Energy Transfer Equity LP said its multibillion-dollar takeover of Williams Cos. is in danger of falling apart because it hasn’t secured a necessary tax opinion saying the deal would free shareholders from liabilities.

“I’d like to be direct: We can’t close,” Chief Executive Officer Kelcy Warren said on the company’s first-quarter earnings call on Thursday. “We don’t have a transaction that can close.”

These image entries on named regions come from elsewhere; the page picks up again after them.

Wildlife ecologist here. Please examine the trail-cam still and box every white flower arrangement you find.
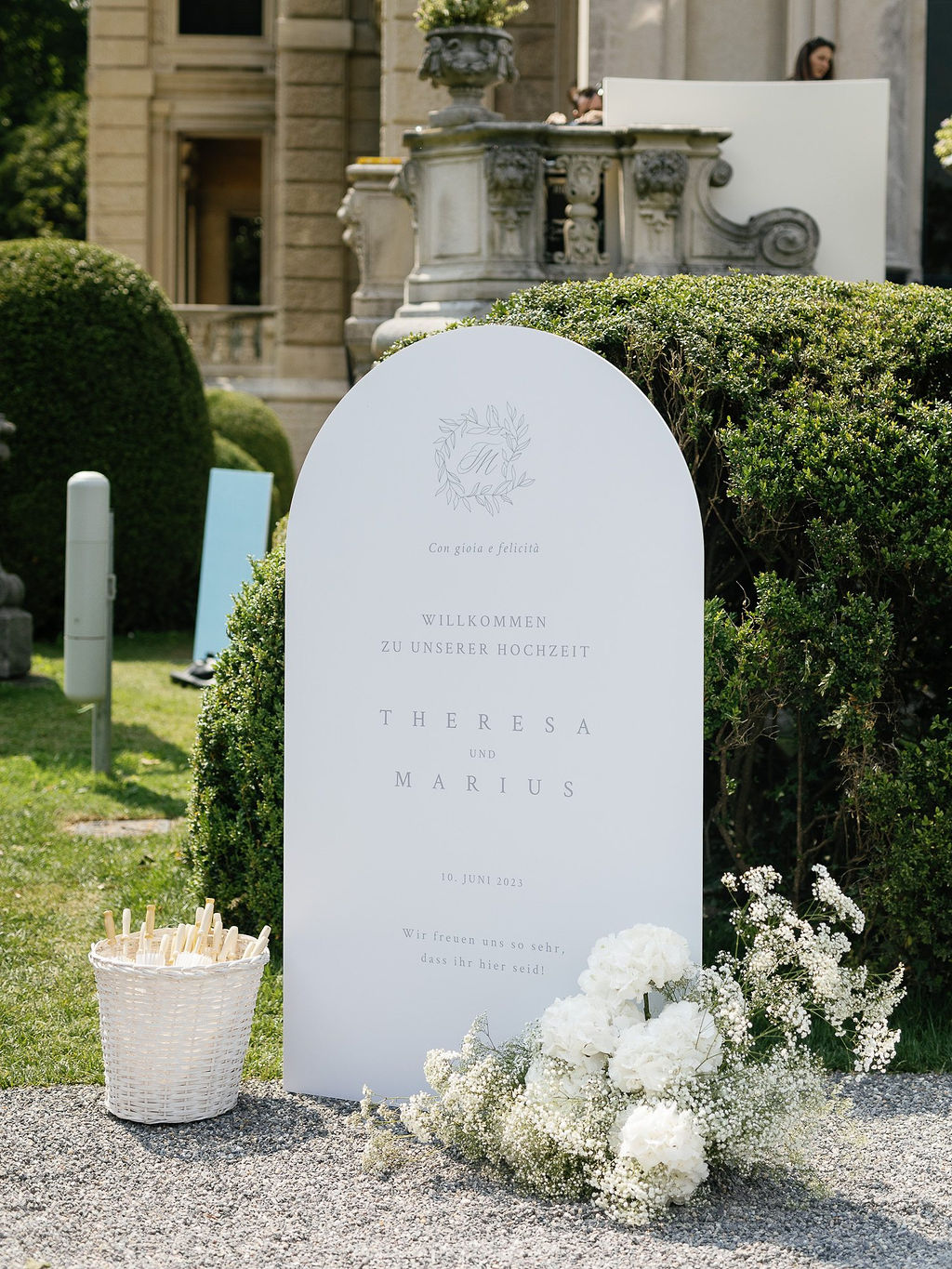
[362,866,904,1224]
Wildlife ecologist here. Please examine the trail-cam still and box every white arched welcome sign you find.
[284,326,703,1098]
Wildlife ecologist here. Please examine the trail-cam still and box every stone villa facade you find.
[89,0,952,463]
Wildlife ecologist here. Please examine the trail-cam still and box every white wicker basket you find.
[89,931,268,1123]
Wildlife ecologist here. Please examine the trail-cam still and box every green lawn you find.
[0,635,281,1088]
[0,635,952,1088]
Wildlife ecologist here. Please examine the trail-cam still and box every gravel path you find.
[0,1075,952,1269]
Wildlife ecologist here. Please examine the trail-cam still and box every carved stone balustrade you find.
[173,305,275,378]
[341,122,820,355]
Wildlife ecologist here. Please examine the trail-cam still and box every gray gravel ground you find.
[0,1075,952,1269]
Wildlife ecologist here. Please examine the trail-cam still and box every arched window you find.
[179,0,263,35]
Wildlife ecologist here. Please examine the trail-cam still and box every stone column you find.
[86,0,155,269]
[271,0,354,466]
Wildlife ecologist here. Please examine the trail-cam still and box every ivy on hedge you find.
[0,239,212,636]
[186,274,952,986]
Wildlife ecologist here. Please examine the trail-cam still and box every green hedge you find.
[212,431,263,472]
[205,389,295,522]
[183,274,952,987]
[0,239,212,636]
[188,540,284,949]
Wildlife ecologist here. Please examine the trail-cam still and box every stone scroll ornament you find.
[695,159,820,272]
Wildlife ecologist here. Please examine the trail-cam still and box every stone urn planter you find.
[417,25,519,128]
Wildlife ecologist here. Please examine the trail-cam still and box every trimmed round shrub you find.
[187,540,284,948]
[0,239,212,636]
[188,274,952,990]
[205,389,295,521]
[212,431,263,472]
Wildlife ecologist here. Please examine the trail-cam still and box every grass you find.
[0,635,952,1088]
[0,635,282,1088]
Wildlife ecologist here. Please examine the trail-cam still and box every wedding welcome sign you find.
[284,326,703,1098]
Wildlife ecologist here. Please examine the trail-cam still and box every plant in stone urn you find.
[933,117,952,167]
[414,0,528,127]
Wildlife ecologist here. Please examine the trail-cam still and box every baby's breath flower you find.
[390,866,903,1224]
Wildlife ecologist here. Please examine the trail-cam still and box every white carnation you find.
[615,1102,707,1203]
[539,997,618,1071]
[608,1000,722,1096]
[579,925,691,1011]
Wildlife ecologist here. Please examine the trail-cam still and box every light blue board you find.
[192,467,273,661]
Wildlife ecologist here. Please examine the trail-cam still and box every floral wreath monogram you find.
[435,403,535,515]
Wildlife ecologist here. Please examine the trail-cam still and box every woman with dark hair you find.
[791,35,837,80]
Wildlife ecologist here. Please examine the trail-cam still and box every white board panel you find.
[604,79,889,282]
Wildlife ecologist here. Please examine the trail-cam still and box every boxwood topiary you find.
[212,431,261,472]
[205,389,295,519]
[187,540,284,949]
[0,239,212,636]
[188,274,952,988]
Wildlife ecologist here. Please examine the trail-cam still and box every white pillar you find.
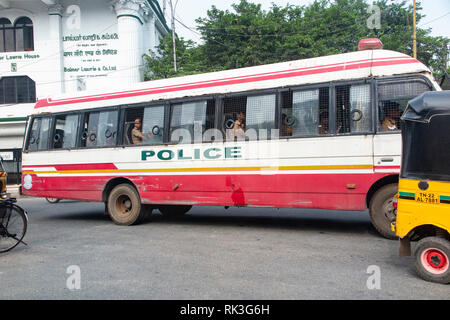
[112,0,151,84]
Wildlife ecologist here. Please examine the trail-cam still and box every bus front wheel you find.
[107,183,145,226]
[158,205,192,218]
[369,183,398,239]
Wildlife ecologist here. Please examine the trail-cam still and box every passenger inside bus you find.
[281,113,293,137]
[319,111,329,134]
[131,118,144,144]
[381,101,401,131]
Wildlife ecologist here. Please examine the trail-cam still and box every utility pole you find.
[413,0,417,59]
[169,0,178,73]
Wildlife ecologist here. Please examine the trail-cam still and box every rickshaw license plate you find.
[416,192,440,204]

The comments are the latest escalation of Energy Transfer’s acrimonious takeover of Williams, with each suing the other for allegedly breaching obligations. The pipeline giants disagree over whether Energy Transfer should qualify for the “721 opinion,” which would deem the transaction an exchange that frees shareholders from tax liabilities. Energy Transfer would also prefer to restructure the deal so that it only involves equity and has no cash component, Warren said.

Related: Look, Energy Transfer Just Can’t Buy Williams: Gadfly

“It was as colorful as you can get, but I’m not sure there was any information embedded in that that was useful or changed anything,” said Brandon Blossman, an analyst at Tudor Pickering Holt & Co. “He’s not changing the messaging at all. He’s just saying it louder.”

Company ‘Perplexed’

Energy Transfer said either party can walk away from the deal after a June 28 deadline, but that it’s “not focused” on that right now. The company was “perplexed” when it learned from adviser Latham & Watkins LLP that it couldn’t get the 721 opinion, according to Thomas Mason, Energy Transfer’s general counsel.

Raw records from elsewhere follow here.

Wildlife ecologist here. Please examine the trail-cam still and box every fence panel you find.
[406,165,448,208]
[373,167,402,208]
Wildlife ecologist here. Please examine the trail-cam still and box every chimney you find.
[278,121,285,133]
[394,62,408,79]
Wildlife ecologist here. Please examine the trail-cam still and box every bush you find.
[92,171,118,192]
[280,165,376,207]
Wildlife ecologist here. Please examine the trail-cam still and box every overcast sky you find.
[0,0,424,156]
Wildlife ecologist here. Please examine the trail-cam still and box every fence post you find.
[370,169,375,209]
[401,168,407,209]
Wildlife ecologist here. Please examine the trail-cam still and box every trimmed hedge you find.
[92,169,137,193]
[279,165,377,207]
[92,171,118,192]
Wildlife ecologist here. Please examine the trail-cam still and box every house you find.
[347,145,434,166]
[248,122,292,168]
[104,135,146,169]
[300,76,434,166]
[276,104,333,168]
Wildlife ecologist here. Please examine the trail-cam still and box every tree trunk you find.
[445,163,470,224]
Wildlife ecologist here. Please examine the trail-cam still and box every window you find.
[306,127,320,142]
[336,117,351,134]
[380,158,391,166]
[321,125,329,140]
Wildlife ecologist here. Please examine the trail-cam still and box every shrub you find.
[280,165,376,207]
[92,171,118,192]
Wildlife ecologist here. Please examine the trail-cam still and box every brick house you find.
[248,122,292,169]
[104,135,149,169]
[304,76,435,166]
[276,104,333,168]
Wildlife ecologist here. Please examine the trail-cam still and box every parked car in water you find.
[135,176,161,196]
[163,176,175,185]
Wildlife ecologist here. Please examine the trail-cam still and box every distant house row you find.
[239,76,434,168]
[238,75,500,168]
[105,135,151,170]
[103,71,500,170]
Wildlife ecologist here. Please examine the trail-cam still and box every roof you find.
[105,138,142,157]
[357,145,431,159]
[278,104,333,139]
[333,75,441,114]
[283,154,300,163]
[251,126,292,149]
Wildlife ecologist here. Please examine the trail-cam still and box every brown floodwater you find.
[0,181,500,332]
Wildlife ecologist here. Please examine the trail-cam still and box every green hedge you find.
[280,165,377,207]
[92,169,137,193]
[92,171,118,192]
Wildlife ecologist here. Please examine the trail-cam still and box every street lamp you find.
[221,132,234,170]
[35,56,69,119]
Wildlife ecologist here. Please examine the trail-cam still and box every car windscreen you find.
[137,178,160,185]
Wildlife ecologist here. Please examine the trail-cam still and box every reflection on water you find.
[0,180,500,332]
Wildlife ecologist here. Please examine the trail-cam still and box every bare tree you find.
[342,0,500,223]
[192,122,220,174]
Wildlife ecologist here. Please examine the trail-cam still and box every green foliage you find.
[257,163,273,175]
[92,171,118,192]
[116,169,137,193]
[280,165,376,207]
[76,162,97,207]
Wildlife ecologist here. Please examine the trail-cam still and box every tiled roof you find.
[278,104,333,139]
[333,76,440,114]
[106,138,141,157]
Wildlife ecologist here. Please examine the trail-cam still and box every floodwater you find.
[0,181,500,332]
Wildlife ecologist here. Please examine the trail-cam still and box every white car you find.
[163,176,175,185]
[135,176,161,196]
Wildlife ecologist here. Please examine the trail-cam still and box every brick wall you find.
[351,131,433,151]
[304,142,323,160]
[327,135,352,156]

"It was a light bulb kind of thing that came up a few weeks ago,” Mason said.

Energy Transfer jumped as much as 9.6 percent, and was up 7 percent at $13.05 as of 12:50 p.m. in New York. Williams gained 4.8 percent to $20.17. The deal was valued at $32.9 billion when it was announced in September.

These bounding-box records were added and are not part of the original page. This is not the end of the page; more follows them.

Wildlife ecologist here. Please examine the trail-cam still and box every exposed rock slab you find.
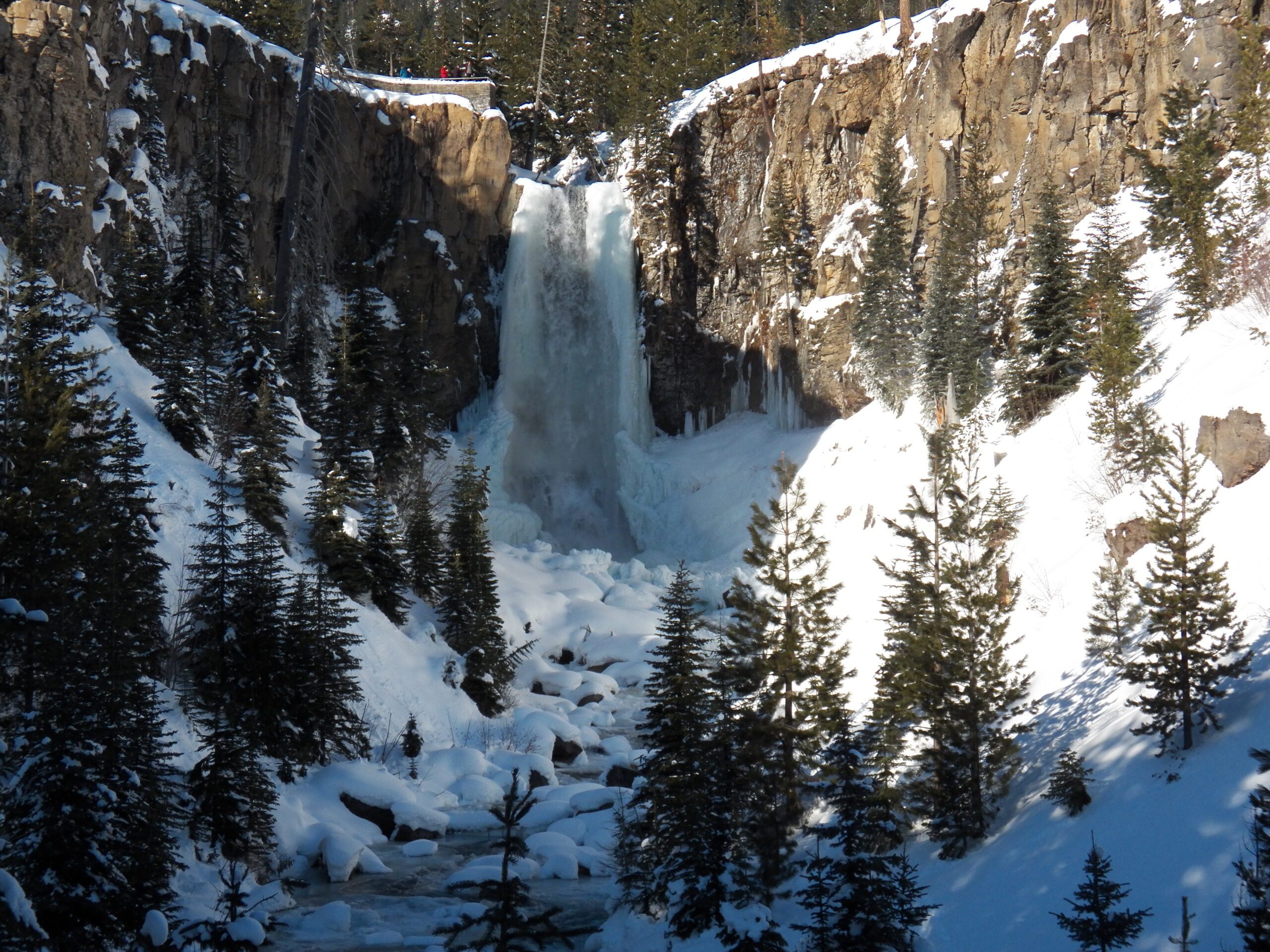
[1195,406,1270,487]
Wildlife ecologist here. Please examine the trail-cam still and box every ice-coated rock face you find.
[636,0,1239,433]
[0,0,510,414]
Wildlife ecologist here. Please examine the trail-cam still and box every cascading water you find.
[499,183,653,557]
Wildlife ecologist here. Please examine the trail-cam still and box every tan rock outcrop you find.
[0,0,510,411]
[1195,406,1270,487]
[639,0,1237,431]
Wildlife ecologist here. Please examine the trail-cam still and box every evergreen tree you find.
[401,474,446,604]
[401,712,423,780]
[1052,838,1150,952]
[1229,2,1270,209]
[630,562,728,938]
[922,125,997,413]
[763,166,814,311]
[1041,748,1093,816]
[874,425,1030,858]
[111,215,168,367]
[231,288,296,537]
[316,297,374,501]
[1123,426,1252,753]
[362,489,406,625]
[803,727,935,952]
[1134,82,1238,329]
[1009,180,1086,424]
[306,462,371,598]
[724,458,850,889]
[438,444,518,717]
[853,108,921,413]
[282,569,368,772]
[1084,556,1143,665]
[1234,750,1270,952]
[440,771,573,952]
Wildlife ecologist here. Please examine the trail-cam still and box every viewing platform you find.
[340,70,494,112]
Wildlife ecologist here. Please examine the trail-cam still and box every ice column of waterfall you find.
[499,183,653,555]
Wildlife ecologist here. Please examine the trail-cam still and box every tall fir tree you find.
[278,567,367,772]
[1134,82,1238,329]
[763,165,814,313]
[804,725,935,952]
[1123,426,1252,753]
[230,288,296,538]
[922,124,997,413]
[724,458,850,898]
[1234,750,1270,952]
[305,462,371,598]
[362,489,406,625]
[440,771,573,952]
[1007,179,1086,425]
[1052,838,1150,952]
[1084,556,1143,666]
[401,472,446,604]
[438,444,518,716]
[853,108,921,413]
[630,562,729,938]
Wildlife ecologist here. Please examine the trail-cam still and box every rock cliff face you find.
[639,0,1244,431]
[0,0,510,411]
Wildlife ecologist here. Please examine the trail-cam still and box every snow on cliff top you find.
[669,0,989,132]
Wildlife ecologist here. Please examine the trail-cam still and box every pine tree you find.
[1009,180,1086,424]
[724,458,850,886]
[189,710,277,871]
[912,426,1031,858]
[763,166,813,312]
[1084,556,1144,666]
[1123,426,1252,753]
[1234,750,1270,952]
[306,462,371,598]
[1050,838,1150,952]
[1041,748,1093,816]
[401,714,423,780]
[282,569,368,772]
[869,426,959,798]
[111,215,168,367]
[316,297,375,501]
[804,726,935,952]
[401,474,446,604]
[438,444,518,717]
[630,562,728,938]
[1134,82,1238,330]
[921,125,997,413]
[230,288,296,538]
[362,489,406,625]
[440,771,573,952]
[853,108,921,413]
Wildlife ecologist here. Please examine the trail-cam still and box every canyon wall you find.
[639,0,1238,433]
[0,0,510,413]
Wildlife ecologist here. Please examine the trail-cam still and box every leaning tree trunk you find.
[273,0,326,324]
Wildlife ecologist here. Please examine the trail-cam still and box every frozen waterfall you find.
[499,183,653,557]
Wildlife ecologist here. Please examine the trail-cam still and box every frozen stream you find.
[269,689,642,952]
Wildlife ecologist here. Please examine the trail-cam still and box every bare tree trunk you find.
[273,0,326,324]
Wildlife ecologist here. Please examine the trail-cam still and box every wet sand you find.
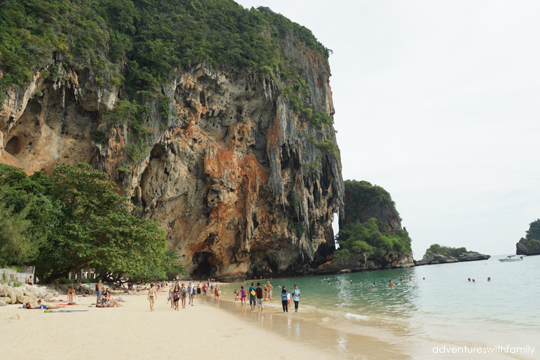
[0,293,396,359]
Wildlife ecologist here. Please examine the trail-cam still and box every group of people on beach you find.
[234,281,300,312]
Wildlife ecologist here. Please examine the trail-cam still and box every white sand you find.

Williams’ board is “unanimously committed to enforcing its rights” under the merger agreement and “delivering the benefits” of the deal to Williams’s shareholders, John Porter, head of investor relations, said at the start of the company’s earnings call Thursday. The company declined to answer any questions about the deal.

Meanwhile, Energy Transfer said on its call that Latham had looked for a solution to the problem but had failed to find one. The company said it had sought out other legal advisers that reached the same conclusion.

The conflict between the two pipeline giants has increased doubts that the merger will close as the collapse in oil prices has already weighed on their stocks. Energy Transfer offered $43.50 apiece for Williams shares last September.